Tuesday, June 9, 2020

Show Me a Sign by Ann Clare LeZotte - a deaf girl reveals the blindness of others

Title: Show Me a Sign
Author:  Ann Clare LeZotte
Publication: Scholastic Press, hardcover, 2020
Genre: Young Adult/Historical Fiction
Setting: Massachusetts, 1805
Plot: Mary Lambert has grown up on Martha’s Vineyard in a community that has consisted of deaf and hearing individuals for generations.
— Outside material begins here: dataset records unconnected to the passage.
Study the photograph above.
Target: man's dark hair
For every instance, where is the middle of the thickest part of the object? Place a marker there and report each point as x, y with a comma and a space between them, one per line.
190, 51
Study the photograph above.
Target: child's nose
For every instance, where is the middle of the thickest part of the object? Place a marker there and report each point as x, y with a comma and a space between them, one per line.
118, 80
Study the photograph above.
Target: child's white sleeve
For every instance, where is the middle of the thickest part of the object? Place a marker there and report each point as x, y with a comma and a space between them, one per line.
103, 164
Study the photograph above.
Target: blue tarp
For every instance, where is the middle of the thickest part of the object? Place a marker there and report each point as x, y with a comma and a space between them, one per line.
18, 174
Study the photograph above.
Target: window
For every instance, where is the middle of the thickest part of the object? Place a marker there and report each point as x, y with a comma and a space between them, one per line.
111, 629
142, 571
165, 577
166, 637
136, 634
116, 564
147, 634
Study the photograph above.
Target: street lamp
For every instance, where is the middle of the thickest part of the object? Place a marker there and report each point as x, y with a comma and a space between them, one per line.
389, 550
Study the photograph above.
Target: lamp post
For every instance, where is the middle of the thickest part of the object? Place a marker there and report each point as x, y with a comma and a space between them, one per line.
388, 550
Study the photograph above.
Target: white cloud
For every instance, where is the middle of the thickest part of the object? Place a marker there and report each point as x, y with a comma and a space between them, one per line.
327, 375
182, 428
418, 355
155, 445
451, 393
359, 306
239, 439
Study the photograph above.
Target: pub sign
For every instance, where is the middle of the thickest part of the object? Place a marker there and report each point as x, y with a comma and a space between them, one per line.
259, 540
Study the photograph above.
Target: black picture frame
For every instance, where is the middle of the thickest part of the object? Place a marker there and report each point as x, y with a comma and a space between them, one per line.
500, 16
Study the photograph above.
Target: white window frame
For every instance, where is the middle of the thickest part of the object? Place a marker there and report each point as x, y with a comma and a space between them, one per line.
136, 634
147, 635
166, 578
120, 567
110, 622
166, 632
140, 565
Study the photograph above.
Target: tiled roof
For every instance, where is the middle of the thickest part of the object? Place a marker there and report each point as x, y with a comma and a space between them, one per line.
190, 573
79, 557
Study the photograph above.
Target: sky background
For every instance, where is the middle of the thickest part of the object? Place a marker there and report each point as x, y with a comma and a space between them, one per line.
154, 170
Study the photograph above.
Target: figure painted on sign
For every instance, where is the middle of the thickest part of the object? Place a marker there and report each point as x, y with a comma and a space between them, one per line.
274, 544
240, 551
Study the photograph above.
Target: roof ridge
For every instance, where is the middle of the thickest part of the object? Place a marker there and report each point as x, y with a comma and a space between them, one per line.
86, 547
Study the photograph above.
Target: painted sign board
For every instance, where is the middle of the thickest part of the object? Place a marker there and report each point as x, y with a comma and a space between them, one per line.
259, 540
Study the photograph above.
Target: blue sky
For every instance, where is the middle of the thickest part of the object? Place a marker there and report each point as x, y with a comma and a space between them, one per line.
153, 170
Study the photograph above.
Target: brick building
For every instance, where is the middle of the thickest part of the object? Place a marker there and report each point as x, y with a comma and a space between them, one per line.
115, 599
Mary is deaf but has never felt isolated because nearly everyone she knows uses sign language.  However, lately, she has felt sad and lonely; her family is still grieving the unexpected loss of her older brother George, and Mary’s grief is intensified by her belief she caused his accident.   When a researcher comes to the Island to investigate the Island’s deaf culture, he assumes she is not intelligent and it is the first time Mary has been treated as having a disability.  When he decides to use her as an experiment, Mary must rely on her own skills to save herself.
My Impressions: Based on a true story, this is a beautifully written book about a courageous and self-aware heroine who refuses to let anyone treat her as disabled.   The author creates a vivid picture of a small community in which a curious eleven-year-old has been intellectually challenged and developed an integrity that refuses to allow someone to be falsely accused, even if it destroys a friendship.  Mary does not rail against her deafness but against the opportunities provided only to boys, such as attending Edgartown Academy for year-round learning, although she likes her village school teacher and learning: 

I stop and write whale in the sand with my stick.  I love words, but they confound me too.  The way my mind thinks is not just in signs or English word and sentences, but in images and a flow of feeling that I imagine resembles the music I’ve never heard.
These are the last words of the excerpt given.